Without caching, the same power values get recalculated repeatedly. Many Collatz sequences converge to common paths (like 16→8→4→2→1), causing redundant computations.

Problem Example:

# Without @cache decorator
def calculate_power(x: int) -> int:
    steps = 0
    while x != 1:
        # ... transformation logic
    return steps

# This recalculates power(16), power(8), power(4), etc. many times

Solution:

from functools import cache

@cache  # Critical for performance
def calculate_power(x: int) -> int:
    # ... implementation

3. Off-by-One Error with k-th Element

The problem asks for the k-th element using 1-based indexing, but Python lists use 0-based indexing.

Problem Example:

# Incorrect: forgetting to adjust for 0-based indexing
return sorted_numbers[k]  # This would return the (k+1)-th element

Solution:

# Correct: Convert 1-based k to 0-based index
return sorted_numbers[k - 1]

4. Incorrect Sorting with Multiple Keys

When implementing custom sorting with both power value and the number itself, the secondary sort criterion might be implemented incorrectly.

Problem Example:

# Incorrect: This doesn't handle ties in power values properly
sorted_numbers = sorted(numbers, key=lambda x: calculate_power(x))
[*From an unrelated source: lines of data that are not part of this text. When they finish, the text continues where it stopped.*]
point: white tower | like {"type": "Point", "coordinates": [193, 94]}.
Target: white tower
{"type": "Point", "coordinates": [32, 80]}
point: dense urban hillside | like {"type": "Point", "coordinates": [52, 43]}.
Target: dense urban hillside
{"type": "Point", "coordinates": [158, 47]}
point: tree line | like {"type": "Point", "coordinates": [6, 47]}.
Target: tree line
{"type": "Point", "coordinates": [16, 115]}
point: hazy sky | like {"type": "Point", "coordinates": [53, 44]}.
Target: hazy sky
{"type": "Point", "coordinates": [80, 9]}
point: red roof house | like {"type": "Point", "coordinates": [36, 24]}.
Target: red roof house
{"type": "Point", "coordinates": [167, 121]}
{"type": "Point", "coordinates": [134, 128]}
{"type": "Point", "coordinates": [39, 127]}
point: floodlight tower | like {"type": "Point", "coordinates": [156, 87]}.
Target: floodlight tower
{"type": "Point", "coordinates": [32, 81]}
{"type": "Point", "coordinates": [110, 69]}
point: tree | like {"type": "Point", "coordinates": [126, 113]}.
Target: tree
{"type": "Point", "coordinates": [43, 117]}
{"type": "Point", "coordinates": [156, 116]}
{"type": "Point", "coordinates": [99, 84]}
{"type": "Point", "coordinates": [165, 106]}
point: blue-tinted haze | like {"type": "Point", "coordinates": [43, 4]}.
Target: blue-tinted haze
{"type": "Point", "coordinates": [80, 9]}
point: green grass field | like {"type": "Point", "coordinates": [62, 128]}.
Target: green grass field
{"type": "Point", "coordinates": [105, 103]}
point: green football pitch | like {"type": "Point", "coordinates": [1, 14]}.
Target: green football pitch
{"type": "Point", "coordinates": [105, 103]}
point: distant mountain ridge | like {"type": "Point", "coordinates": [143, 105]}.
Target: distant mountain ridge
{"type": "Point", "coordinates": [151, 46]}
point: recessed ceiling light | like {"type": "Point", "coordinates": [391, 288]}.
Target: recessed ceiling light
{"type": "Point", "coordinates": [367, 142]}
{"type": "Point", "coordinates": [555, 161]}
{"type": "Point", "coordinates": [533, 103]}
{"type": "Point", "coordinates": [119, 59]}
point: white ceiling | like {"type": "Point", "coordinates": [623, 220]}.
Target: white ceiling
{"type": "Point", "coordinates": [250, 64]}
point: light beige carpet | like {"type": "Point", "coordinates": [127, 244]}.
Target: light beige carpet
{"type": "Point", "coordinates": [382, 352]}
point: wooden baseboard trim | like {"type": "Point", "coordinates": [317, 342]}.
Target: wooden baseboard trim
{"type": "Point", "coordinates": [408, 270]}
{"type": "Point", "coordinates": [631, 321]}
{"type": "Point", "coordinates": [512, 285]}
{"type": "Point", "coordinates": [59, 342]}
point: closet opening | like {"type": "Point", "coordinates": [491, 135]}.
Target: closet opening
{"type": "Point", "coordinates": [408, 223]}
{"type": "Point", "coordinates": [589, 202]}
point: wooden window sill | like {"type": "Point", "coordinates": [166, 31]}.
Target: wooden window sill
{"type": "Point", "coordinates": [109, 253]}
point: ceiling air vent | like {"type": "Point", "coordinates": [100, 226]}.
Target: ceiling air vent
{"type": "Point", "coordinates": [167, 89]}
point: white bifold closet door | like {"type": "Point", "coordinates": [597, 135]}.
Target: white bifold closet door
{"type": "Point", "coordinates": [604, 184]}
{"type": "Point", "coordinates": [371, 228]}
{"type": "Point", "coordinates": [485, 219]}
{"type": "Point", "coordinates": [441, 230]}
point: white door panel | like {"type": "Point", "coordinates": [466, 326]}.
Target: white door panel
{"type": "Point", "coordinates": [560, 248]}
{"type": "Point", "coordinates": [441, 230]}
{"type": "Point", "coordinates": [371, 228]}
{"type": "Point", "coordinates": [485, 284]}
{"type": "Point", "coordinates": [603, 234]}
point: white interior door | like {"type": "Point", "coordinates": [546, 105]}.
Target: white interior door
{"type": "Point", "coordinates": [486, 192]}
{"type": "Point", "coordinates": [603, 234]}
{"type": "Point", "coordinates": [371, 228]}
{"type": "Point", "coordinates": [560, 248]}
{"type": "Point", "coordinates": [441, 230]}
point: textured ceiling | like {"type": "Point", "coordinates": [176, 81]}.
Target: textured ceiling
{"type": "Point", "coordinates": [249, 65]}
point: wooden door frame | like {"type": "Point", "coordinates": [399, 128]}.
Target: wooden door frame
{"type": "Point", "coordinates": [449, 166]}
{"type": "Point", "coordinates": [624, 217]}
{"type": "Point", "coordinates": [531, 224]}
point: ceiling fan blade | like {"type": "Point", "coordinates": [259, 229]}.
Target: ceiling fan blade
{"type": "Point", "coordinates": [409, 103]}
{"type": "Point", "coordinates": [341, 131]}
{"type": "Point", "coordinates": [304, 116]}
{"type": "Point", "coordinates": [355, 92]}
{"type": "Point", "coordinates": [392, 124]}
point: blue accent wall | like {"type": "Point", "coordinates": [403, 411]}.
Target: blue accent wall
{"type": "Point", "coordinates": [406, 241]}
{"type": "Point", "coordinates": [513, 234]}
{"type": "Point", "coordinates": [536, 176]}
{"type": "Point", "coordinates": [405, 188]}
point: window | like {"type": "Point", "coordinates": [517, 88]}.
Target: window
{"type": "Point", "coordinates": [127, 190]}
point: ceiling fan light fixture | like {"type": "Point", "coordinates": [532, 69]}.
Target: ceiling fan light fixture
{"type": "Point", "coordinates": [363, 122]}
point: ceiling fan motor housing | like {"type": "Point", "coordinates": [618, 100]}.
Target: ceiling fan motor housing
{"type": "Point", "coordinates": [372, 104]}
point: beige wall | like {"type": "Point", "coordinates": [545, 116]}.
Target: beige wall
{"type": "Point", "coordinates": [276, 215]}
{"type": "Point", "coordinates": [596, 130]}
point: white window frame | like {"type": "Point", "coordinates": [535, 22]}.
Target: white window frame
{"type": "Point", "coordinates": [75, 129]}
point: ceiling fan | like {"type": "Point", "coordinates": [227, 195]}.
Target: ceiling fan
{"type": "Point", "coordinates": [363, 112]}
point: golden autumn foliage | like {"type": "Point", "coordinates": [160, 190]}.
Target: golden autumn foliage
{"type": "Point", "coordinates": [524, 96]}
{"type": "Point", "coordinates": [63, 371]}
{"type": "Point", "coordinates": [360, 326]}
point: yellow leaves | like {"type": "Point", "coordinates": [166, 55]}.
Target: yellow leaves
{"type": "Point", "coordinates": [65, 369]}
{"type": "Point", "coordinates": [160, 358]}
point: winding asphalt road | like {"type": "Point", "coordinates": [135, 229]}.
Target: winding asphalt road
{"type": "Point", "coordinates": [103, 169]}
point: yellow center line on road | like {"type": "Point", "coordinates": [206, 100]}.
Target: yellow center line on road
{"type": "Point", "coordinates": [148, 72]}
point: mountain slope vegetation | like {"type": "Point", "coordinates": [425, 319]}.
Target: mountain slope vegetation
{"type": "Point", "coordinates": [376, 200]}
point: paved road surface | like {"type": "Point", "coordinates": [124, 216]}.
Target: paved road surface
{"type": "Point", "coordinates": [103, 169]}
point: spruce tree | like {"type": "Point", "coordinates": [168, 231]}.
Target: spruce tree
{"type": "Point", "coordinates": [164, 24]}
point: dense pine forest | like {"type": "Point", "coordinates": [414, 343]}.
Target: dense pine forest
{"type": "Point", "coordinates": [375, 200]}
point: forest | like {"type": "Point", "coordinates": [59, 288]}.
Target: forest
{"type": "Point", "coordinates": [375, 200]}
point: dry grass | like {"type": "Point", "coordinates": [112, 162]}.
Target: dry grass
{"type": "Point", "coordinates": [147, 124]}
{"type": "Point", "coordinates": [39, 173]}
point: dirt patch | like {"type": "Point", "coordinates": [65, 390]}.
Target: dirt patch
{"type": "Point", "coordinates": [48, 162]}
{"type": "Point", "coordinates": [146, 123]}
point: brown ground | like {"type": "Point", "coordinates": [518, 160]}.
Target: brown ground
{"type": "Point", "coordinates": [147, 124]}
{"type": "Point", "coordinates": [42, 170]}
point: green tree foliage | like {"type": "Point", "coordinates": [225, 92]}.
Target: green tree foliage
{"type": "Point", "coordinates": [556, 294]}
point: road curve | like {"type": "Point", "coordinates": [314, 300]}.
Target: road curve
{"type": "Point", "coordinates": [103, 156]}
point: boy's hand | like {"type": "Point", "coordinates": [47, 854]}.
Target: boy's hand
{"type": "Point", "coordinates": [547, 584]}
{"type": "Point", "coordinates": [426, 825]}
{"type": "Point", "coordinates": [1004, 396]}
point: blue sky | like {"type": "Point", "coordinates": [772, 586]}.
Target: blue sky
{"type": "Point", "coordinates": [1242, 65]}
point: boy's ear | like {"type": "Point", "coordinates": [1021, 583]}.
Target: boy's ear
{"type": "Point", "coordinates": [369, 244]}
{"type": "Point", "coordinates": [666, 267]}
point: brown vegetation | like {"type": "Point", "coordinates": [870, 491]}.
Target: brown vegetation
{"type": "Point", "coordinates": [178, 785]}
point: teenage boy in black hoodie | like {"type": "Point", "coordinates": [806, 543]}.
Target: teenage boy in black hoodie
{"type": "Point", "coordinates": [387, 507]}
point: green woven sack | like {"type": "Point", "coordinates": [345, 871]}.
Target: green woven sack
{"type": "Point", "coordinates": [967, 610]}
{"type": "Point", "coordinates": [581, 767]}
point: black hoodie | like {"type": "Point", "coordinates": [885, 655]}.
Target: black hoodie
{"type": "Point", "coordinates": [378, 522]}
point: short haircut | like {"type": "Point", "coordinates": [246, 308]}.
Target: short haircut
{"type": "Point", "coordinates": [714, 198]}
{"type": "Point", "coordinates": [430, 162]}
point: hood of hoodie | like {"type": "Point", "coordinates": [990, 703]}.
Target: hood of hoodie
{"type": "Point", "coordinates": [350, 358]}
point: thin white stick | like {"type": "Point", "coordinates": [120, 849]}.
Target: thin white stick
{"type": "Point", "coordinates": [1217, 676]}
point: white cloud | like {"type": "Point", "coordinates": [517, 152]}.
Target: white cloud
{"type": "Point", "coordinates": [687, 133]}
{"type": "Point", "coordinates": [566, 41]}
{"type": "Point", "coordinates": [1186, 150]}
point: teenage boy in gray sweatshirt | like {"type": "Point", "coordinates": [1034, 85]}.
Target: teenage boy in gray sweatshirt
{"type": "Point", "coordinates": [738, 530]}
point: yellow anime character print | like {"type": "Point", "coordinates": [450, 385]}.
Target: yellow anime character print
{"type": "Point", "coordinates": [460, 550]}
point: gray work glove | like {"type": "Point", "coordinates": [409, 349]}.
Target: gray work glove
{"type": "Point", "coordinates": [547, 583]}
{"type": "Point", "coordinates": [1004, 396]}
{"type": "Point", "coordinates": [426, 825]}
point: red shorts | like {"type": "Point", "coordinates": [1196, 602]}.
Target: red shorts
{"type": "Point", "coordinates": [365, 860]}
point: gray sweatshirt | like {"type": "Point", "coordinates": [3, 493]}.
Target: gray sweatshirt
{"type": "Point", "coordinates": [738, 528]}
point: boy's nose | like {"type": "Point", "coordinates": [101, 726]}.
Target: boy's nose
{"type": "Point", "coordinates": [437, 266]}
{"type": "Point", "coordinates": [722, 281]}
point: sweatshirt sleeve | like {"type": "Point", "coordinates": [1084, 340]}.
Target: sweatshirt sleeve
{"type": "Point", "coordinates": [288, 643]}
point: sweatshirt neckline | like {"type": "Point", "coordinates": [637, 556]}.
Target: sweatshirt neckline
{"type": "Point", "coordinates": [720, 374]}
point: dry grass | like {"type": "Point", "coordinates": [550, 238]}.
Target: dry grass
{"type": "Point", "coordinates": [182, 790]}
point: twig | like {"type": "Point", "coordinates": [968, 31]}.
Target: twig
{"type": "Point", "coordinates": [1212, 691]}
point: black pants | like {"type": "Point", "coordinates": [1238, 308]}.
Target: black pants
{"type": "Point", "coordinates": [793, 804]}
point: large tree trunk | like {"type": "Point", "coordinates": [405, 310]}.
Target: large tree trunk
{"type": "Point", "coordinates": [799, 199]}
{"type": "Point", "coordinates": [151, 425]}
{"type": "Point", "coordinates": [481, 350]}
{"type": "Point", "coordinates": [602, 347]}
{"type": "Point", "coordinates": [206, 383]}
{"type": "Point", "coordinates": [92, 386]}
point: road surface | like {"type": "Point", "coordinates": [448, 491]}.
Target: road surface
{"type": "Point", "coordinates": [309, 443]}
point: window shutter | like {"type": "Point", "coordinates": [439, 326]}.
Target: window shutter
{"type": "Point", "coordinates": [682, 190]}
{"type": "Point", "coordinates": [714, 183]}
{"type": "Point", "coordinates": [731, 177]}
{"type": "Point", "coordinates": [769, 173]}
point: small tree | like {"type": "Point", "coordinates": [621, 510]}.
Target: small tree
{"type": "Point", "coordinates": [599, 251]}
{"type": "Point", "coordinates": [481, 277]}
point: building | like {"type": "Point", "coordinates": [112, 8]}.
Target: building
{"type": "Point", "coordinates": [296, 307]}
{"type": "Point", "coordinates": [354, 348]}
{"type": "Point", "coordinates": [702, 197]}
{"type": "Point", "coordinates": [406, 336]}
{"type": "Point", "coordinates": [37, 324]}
Solution: Python's stable sort naturally preserves the original order for equal keys, so the simple version works:

sorted_numbers = sorted(numbers, key=calculate_power)

Or explicitly specify both criteria:

sorted_numbers = sorted(numbers, key=lambda x: (calculate_power(x), x))

5. Recursive Implementation Stack Overflow

A recursive implementation without proper tail recursion optimization can cause stack overflow for numbers with high power values.

Problem Example:

def calculate_power_recursive(x: int) -> int:
    if x == 1:
        return 0
    if x % 2 == 0:
        return 1 + calculate_power_recursive(x // 2)
    else:
        return 1 + calculate_power_recursive(3 * x + 1)
# Can cause RecursionError for large power values

Solution: Use the iterative approach as shown in the original solution, which avoids stack overflow issues entirely.